Approximately 70% of the area highly ¹³⁷Cs-contaminated by the Fukushima Daiichi Nuclear Power Plant accident is forested. However, decontamination works have not progressed in most of these forests, and the forestry industry remains stagnant. Although the long-term dynamics of ¹³⁷Cs in the forest ecosystem will be controlled by the amount of ¹³⁷Cs uptake via roots in the future, temporal changes in ¹³⁷Cs in tree roots have rarely been reported. In this study, we investigated the ¹³⁷Cs concentration and inventory in the soil and very fine (VF) roots (< 0.5 mm) of Japanese cedar from 2011 to 2023. Recently, a functional classification of fine roots smaller than 2 mm into absorptive and transport fine roots has been proposed. Absorptive fine roots possess nutrient and water absorption abilities that are highly sensitive to various soil conditions and are current-year roots that are less affected by translocation and accumulation of ¹³⁷Cs within a tree. The absorptive fine root of Japanese cedar has been reported to be approximately 0.5 mm or less. Moreover, we discussed the potential self-cleaning effects of forest ecosystems as a sustainable remediation strategy based on natural processes and cycles.
An approximately 3 m x 3 m plot was established in a cedar forest (initial deposition 440 kBq m^-2) in the Yamakiya district of Kawamata Town, Fukushima Prefecture. Litter and soil samples were collected twice a year during 2011-2012 and once a year after 2013 using a scraper plate at 0.5 cm intervals for 0-5 cm, 1 cm intervals for 5-10 cm, and 5 cm intervals for 10-20 cm. VF root samples were collected by further separating only the roots with tweezers from soil samples in 2012, 2015, 2017, 2020 and 2023, and washed by ultrasonic homogenizer to remove soil particles on the root surface. The ¹³⁷Cs concentrations in the samples were determined by measuring gamma rays at 662 keV using germanium semiconductor detector and the ¹³³Cs concentrations in samples were measured by ICP-MS after decomposition using concentrated nitric acid and hydrogen peroxide.

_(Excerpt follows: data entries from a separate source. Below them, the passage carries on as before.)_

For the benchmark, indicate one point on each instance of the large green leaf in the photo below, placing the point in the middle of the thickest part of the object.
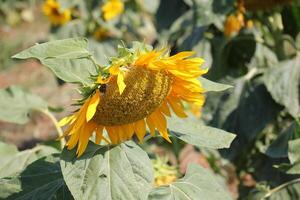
(198, 183)
(16, 105)
(69, 59)
(192, 131)
(103, 172)
(67, 48)
(104, 50)
(40, 180)
(72, 70)
(279, 148)
(282, 82)
(12, 161)
(211, 86)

The ¹³⁷Cs concentration in the litter layer was still decreasing exponentially more than 12 years after the accident, its inventory was about 0.2-0.5% of the deposited amount. The depth distribution of ¹³⁷Cs concentration in the mineral soil layers was fitted with an exponential equation until 2019, but after 2020, the peak concentration shifted slightly downward and was fitted with a hyperbolic function. The ¹³⁷Cs inventory in the soil tended to increase over time due to the migration from the forest canopy and litter layers, whereas that in the VF roots decreased in 2020 and 2023. Especially, the ¹³⁷Cs inventory in the VF roots in the 0–2 cm of soil reached 89% in 2012; however, it decreased with time to approximately 43% in 2020 and 55% in 2023. The positive correlation between the¹³⁷Cs concentration in the VF roots and litter layers was found only at 0–2 cm, but the ¹³⁷Cs concentration in the VF roots at other depths were correlated with the ¹³⁷Cs concentration in soils. Whereas the positive correlation between the¹³³Cs concentration in the VF roots and soil was found at all depths. It was concluded that the decrease in the¹³⁷Cs concentration in the VF roots at 0–2 cm was caused by the decrease in ¹³⁷Cs concentration in the litter layers. Although the ¹³⁷Cs concentration in the VF roots below 2 cm increased with increasing ¹³⁷Cs concentration in the soil, the downward migration of ¹³⁷Cs within the soil can reduce the amount of ¹³⁷Cs absorbed by roots because the VF root biomass decreases exponentially with depth. In other words, ¹³⁷Cs can be removed from the long-term active cycles of forest ecosystems as they migrate deeper into the soil without physical decontamination. This natural downward migration process can be regarded as a “self-cleaning” of the forest ecosystem, resulting in a decrease in the air dose rate and the amount of ¹³⁷Cs absorbed by roots.